The group claimed that not allowing passengers to board early to ensure their space is clean violates their legal rights. Though American Airlines initially rejected the claim, the airline eventually came out with a new policy to be more accommodating to those with allergies, or are the parent/caretaker of someone who does.
"Customers with nut allergies who would like to board flights early to wipe down surfaces may ask to do so at the gate,'' an American Airlines spokesman told TODAY. "Though we do not serve peanuts in flight, we can't guarantee our customers won't be exposed to peanuts or other tree nuts during their trip... We strongly encourage those with allergies to take all necessary medical precautions before flying."
This isn't the first airline to take such precautions, either. As CNN reported in July, Southwest stopped serving peanuts altogether due to allergy concerns.
And experts agree with the new protocol. Dr. Purvi Parikh, an allergist and immunologist at the Allergy & Asthma Network tells Romper that indeed, wiping down surfaces with soap and water can reduce potential allergens. But, of course, removing the snack altogether would be best.

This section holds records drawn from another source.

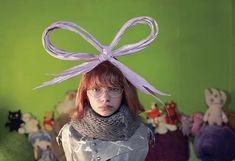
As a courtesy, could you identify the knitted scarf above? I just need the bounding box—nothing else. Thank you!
[71,105,140,141]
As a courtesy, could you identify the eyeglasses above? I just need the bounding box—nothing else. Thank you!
[87,87,123,98]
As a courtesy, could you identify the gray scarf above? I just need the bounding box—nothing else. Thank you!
[71,105,140,141]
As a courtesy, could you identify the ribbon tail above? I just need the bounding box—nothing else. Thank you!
[33,61,98,90]
[109,59,169,102]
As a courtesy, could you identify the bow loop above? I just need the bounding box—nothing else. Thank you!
[36,16,167,102]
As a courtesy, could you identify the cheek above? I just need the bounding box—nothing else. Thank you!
[111,98,122,108]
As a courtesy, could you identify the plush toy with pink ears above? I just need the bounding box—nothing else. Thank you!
[203,88,228,125]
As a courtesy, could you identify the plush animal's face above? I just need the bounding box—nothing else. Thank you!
[8,110,21,121]
[205,88,226,107]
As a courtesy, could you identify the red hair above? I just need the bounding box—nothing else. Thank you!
[72,61,144,119]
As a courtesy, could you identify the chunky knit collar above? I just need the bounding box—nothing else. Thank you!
[71,105,140,141]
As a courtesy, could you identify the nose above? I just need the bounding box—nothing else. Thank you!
[101,90,110,102]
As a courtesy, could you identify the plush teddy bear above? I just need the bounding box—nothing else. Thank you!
[155,114,177,134]
[225,112,235,130]
[43,112,54,131]
[18,113,39,134]
[191,112,203,136]
[203,88,228,125]
[5,110,24,132]
[145,103,161,129]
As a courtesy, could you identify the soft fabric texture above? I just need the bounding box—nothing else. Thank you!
[71,105,140,141]
[194,125,235,161]
[203,88,228,125]
[59,123,149,161]
[145,129,189,161]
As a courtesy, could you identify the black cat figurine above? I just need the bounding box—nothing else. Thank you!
[5,110,24,132]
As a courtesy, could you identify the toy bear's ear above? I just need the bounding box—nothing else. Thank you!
[204,89,211,105]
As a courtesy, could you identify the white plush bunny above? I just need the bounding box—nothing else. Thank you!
[203,88,228,125]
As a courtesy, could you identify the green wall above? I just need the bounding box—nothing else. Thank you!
[0,0,235,160]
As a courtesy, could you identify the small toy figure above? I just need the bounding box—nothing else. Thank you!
[155,114,177,134]
[43,112,54,131]
[5,110,24,132]
[165,101,180,125]
[18,113,39,134]
[203,88,228,125]
[28,131,56,161]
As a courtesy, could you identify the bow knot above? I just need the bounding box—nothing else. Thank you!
[98,47,112,62]
[36,16,167,103]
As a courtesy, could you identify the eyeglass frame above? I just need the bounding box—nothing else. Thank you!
[86,87,123,98]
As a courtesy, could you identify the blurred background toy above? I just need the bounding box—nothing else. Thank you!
[180,115,192,136]
[18,113,39,134]
[43,112,54,131]
[28,130,56,161]
[5,110,24,132]
[164,101,180,125]
[203,88,228,125]
[194,125,235,161]
[191,112,203,136]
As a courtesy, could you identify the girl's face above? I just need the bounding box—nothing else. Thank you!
[87,87,123,116]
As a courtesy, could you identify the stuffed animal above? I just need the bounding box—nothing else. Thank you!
[28,131,56,161]
[203,88,228,125]
[165,101,180,125]
[43,112,54,131]
[5,110,24,132]
[146,103,161,127]
[194,125,235,161]
[191,112,203,136]
[51,114,70,161]
[155,114,177,134]
[56,91,77,114]
[180,115,192,136]
[18,113,39,134]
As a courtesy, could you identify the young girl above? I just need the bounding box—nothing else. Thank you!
[37,16,166,161]
[59,61,149,161]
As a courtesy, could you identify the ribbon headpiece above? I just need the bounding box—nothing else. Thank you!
[35,16,168,103]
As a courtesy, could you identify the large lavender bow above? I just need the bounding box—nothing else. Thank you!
[36,16,168,102]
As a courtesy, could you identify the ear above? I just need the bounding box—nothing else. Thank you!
[219,90,227,103]
[204,88,211,106]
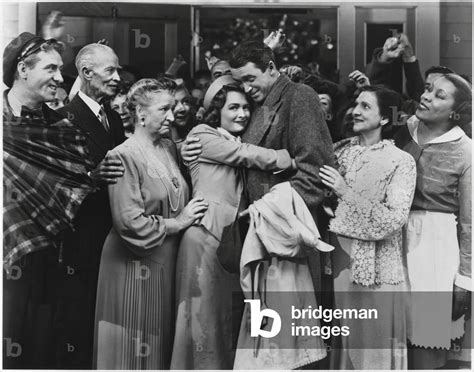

Parikh went on to explain that allergies are on the rise, and that can partially be attributed to the "hygiene hypothesis." As she explained to Romper:
Living in cites and industrialized areas are causing us to not be exposed to the good bacteria that is protective against allergies. Also, eating junk food and processed food is disrupting the microbiome in our stomach that also protects us from allergies. Furthermore, over use of disinfectants, hand sanitizers, etc. also disrupts that good, protective bacteria.
If it seems like many people are more hyper-conscious of potential food allergies — whether that be in what lunch items parents are allowed to send their children to school with, not sharing cupcakes in class on a student's birthday, or keeping certain snacks out of areas in which many children participate in extracurricular activities — the heightened sensitivity comes with cause. The New York Times reported in 2014 that peanut allergies are on the rise, and at the time, it has risen three fold since 2010. And that was four years ago.
Now, according to research from Food Allergy Research & Education — the same group that requested the airline procedures — about 15 million Americans have food allergies in total, and that includes 5.9 million children under the age of 18. "That's 1 in 13 children, or roughly two in every classroom," the group explains on its site. "About 30 percent of children with food allergies are allergic to more than one food."
With all this said, it's clear why it's so important to be extra careful about ensuring that public spaces are safe for everyone — especially kids, and especially in the context of potentially being 30,000 feet in the air when an allergic reaction could occur. Better safe than sorry.